Walk around the floor of the SHOT Show for a while—and spend much time discussing it with folks on the hunting side of the business—and one theme becomes starkly clear: the “black guns” are taking over. People love their AR-15s, and there’s no doubt the AR-15 craze is the fastest-growing aspect of the shooting industry.
I have an AR myself, and have owned some others in the past. Mine’s a pretty standard M-4 style rifle in .223. I’ll do some predator hunting with it, and will carry it in the deer woods on occasion if I’m looking to shoot does. I’ve killed deer with a .223 in the past. It works, but it’s really not a good choice.

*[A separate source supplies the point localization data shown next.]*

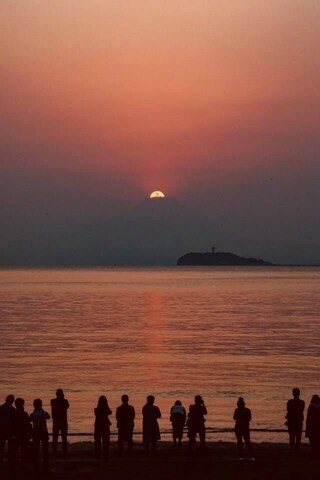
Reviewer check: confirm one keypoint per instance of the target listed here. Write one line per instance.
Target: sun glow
(157, 194)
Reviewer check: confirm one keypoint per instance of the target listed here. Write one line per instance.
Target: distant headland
(219, 258)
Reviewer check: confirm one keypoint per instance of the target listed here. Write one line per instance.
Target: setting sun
(157, 194)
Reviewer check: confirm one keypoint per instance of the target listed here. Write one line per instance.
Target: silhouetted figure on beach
(196, 422)
(22, 432)
(151, 431)
(242, 417)
(7, 414)
(59, 407)
(40, 434)
(294, 416)
(313, 424)
(102, 428)
(125, 415)
(178, 418)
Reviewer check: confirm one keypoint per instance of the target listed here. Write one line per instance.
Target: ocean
(173, 332)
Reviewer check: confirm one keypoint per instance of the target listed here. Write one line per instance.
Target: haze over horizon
(215, 103)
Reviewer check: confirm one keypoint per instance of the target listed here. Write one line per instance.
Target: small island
(219, 258)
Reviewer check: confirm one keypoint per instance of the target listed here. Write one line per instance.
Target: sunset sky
(216, 103)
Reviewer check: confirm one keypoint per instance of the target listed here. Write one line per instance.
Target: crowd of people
(25, 433)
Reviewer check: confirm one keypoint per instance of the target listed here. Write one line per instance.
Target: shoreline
(219, 460)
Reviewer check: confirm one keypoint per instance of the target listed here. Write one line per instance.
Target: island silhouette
(219, 258)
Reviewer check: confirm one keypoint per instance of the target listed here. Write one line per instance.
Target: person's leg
(45, 451)
(64, 436)
(35, 451)
(105, 445)
(154, 447)
(146, 446)
(55, 436)
(130, 445)
(202, 436)
(120, 445)
(247, 440)
(97, 445)
(292, 441)
(239, 444)
(298, 437)
(3, 439)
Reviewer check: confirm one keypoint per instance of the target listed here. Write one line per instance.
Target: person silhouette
(7, 414)
(178, 419)
(102, 428)
(196, 422)
(59, 407)
(294, 419)
(313, 424)
(242, 417)
(40, 434)
(125, 415)
(150, 426)
(22, 431)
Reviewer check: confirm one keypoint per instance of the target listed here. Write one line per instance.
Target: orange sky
(205, 100)
(156, 87)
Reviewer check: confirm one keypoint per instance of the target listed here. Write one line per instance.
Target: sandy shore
(273, 461)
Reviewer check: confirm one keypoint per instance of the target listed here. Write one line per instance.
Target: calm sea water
(174, 332)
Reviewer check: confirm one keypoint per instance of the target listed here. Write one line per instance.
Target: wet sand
(273, 461)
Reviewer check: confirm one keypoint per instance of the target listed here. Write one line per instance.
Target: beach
(273, 461)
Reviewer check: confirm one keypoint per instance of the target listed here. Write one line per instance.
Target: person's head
(315, 399)
(19, 403)
(296, 392)
(59, 393)
(102, 402)
(37, 403)
(10, 400)
(125, 399)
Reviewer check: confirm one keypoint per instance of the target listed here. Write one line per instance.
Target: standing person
(102, 428)
(125, 415)
(40, 433)
(242, 416)
(7, 414)
(178, 419)
(59, 407)
(22, 431)
(294, 416)
(150, 426)
(313, 424)
(196, 422)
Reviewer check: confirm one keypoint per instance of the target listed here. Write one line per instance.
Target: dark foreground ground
(273, 461)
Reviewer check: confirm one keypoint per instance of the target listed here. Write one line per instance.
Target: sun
(157, 194)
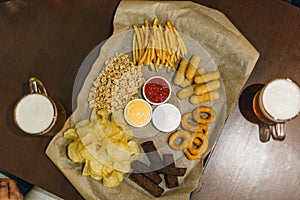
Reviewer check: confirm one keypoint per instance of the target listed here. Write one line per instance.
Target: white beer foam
(281, 99)
(34, 113)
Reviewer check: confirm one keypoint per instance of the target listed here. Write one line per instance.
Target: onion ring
(197, 147)
(179, 140)
(204, 115)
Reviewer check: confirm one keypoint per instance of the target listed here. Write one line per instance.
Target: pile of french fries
(157, 46)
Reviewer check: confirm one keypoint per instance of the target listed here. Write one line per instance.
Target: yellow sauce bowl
(138, 112)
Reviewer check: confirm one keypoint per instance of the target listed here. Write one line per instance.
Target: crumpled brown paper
(233, 54)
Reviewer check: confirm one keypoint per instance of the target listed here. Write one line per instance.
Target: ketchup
(157, 90)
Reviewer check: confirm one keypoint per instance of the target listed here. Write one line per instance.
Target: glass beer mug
(38, 114)
(275, 104)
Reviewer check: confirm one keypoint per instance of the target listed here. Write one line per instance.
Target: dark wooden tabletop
(49, 39)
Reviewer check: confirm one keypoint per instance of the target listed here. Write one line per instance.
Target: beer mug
(37, 114)
(275, 104)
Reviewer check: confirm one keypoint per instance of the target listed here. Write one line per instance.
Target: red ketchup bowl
(157, 90)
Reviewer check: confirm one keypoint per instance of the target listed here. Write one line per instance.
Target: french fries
(157, 46)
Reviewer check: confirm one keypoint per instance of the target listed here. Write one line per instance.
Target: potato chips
(104, 145)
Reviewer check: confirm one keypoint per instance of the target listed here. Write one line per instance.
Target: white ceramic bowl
(161, 96)
(135, 109)
(166, 117)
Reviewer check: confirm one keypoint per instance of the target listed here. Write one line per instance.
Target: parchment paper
(231, 52)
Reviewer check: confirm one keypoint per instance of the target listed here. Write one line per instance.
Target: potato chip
(104, 146)
(73, 153)
(71, 134)
(113, 180)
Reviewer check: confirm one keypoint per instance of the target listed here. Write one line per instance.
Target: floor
(29, 191)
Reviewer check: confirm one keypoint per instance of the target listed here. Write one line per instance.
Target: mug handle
(36, 86)
(278, 131)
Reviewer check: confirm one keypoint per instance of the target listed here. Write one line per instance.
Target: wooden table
(49, 39)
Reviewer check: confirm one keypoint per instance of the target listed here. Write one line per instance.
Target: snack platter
(152, 153)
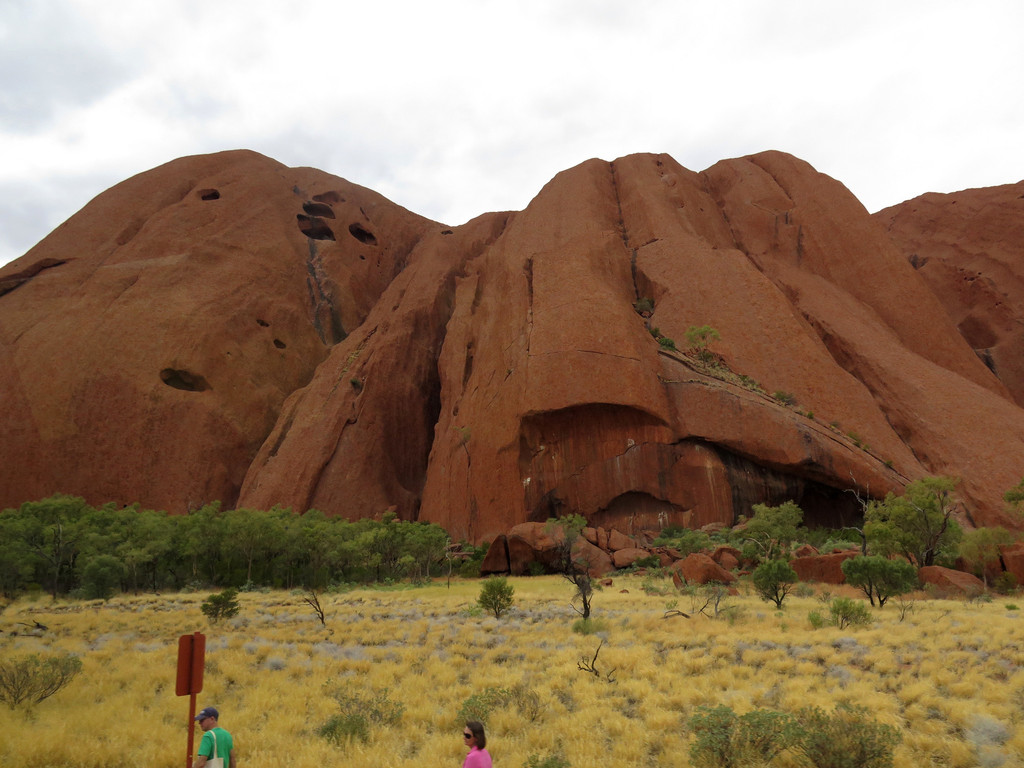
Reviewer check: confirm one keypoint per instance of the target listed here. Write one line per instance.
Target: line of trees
(66, 546)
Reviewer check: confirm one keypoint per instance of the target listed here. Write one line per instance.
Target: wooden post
(192, 660)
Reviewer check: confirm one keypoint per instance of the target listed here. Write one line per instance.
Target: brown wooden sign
(192, 659)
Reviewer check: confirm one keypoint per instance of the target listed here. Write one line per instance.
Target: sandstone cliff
(227, 328)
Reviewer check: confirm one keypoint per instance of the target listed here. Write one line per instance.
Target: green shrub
(550, 761)
(590, 626)
(773, 581)
(847, 738)
(101, 577)
(29, 680)
(479, 706)
(724, 740)
(497, 596)
(786, 398)
(880, 578)
(848, 612)
(644, 304)
(357, 714)
(224, 605)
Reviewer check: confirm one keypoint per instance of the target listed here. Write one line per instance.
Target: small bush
(358, 713)
(549, 761)
(30, 680)
(224, 605)
(644, 304)
(786, 398)
(101, 577)
(847, 738)
(848, 612)
(497, 596)
(773, 581)
(724, 739)
(479, 706)
(590, 626)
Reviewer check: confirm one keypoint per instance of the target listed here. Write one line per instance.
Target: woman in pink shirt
(473, 736)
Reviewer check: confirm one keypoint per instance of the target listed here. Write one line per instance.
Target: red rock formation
(147, 344)
(969, 247)
(823, 568)
(492, 374)
(949, 581)
(699, 568)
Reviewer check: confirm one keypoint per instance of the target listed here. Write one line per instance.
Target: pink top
(477, 758)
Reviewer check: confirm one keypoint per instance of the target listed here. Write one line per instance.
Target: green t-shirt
(224, 744)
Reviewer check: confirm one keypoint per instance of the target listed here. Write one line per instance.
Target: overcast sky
(454, 109)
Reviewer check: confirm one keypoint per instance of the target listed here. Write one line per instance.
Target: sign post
(192, 659)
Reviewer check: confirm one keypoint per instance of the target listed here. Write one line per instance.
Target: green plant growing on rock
(699, 338)
(919, 524)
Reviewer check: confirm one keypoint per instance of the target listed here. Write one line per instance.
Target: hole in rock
(318, 209)
(331, 198)
(315, 227)
(360, 233)
(184, 380)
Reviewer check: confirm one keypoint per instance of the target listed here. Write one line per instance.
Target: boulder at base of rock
(623, 558)
(824, 568)
(699, 568)
(949, 581)
(617, 541)
(497, 559)
(1013, 560)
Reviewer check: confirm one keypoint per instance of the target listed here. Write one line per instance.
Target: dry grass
(949, 677)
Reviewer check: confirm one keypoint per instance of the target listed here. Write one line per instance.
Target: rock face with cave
(225, 328)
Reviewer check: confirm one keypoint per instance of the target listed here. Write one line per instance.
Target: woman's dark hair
(476, 728)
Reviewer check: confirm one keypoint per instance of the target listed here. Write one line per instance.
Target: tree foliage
(497, 596)
(880, 578)
(66, 546)
(223, 605)
(919, 524)
(773, 529)
(773, 581)
(574, 567)
(980, 548)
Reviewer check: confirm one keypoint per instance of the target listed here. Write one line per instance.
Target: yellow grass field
(949, 676)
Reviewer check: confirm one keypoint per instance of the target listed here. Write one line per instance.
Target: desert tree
(919, 524)
(572, 566)
(773, 581)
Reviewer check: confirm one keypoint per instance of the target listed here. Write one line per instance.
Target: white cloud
(453, 109)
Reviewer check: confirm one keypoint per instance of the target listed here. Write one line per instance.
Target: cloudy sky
(453, 109)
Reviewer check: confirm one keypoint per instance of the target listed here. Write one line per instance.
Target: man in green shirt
(216, 742)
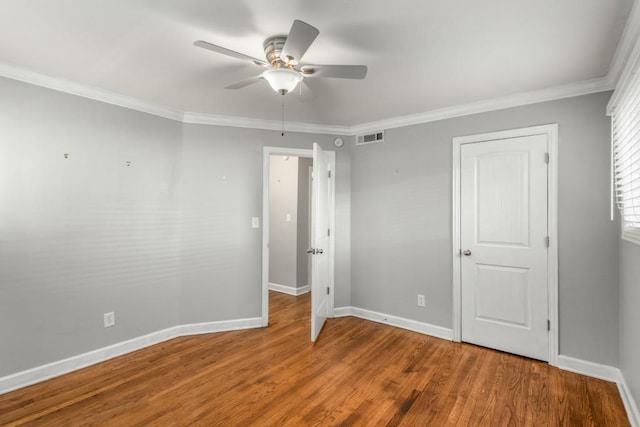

That said, there’s been a real effort on the part of many gun makers to produce AR rifles for the woods. For years, the best AR option for deer hunting by far was the AR-10 platform, which chambers .308-sized cartridges. The .308’s a hell of a deer round—but an AR-10 weighs a metric ton, and costs a small fortune. Most of my gun hunting is from the ground and on the move (plus free guns are more difficult to come by than you'd think), so that pretty well rules it out for me.
But several companies are now offering rifles in newer calibers that are suitable for deer, but work in the smaller AR-15 platform. This week at the SHOT Show I’ve looked at and test-fired Smith and Wesson’s new M&P-15 in .300 Whisper/.300 AAC Blackout. The gun cycles both calibers, which are basically .30-caliber bullets stuffed into trimmed and necked-up .223 cases. The Whisper round uses a heavy bullet fired at subsonic speeds, so it’s quiet. The gun we fired at the range was equipped with a suppressor, and had no more report than a pellet gun. That made it a ball to shoot, but not something I’d pick for deer hunting. The .300 AAC Blackout is a little different story. It’s designed for more performance, pushing a 110-grain bullet from the muzzle at 2350 feet per second. That’s plenty enough for deer at close to medium range. Here are a few other thoughts:
The Good: If you’re a gun nut, like me, and just want to deer hunt with an AR, this is a cool setup. In fact, you can buy just the upper and swap it out with the .223 upper you already own and be ready for the woods with a capable setup for deer and hogs. It’s relatively light, has little recoil, and the AR is a super-accurate platform. With the collapsible stock, it’s not a bad choice for kids.
The Bad: You’ll probably have to look through quite a few Wal-Mart shelves before finding a box of .300 AAC Blackout ammunition—and that’s something I don’t like. New calibers are cool, but I don’t reload. When I need ammo, I want to be able to find it. And though the ballistics of this round are certainly enough for deer, they’re far behind standard deer calibers like the .30-06 and .270. In fact, the good old .30-30 with a 150-grain bullet beats it handily—while retaining all the lightweight characteristics of a good brush gun.
Long and short, would I like to try deer hunting with this setup? Sure. I like guns, and love ARs. Smith and Wesson has covered this one in Realtree camo. That not only makes it look cool, but it helps pay my bills. But on opening day of gun season, with a buck tag in hand, I’ll still be packing one of my bolt-actions to the woods.
Do you carry an AR-15 to the deer woods? The enjoyment of shooting them (and other uses, like self defense and predator hunting) aside, what do you think of them as deer guns?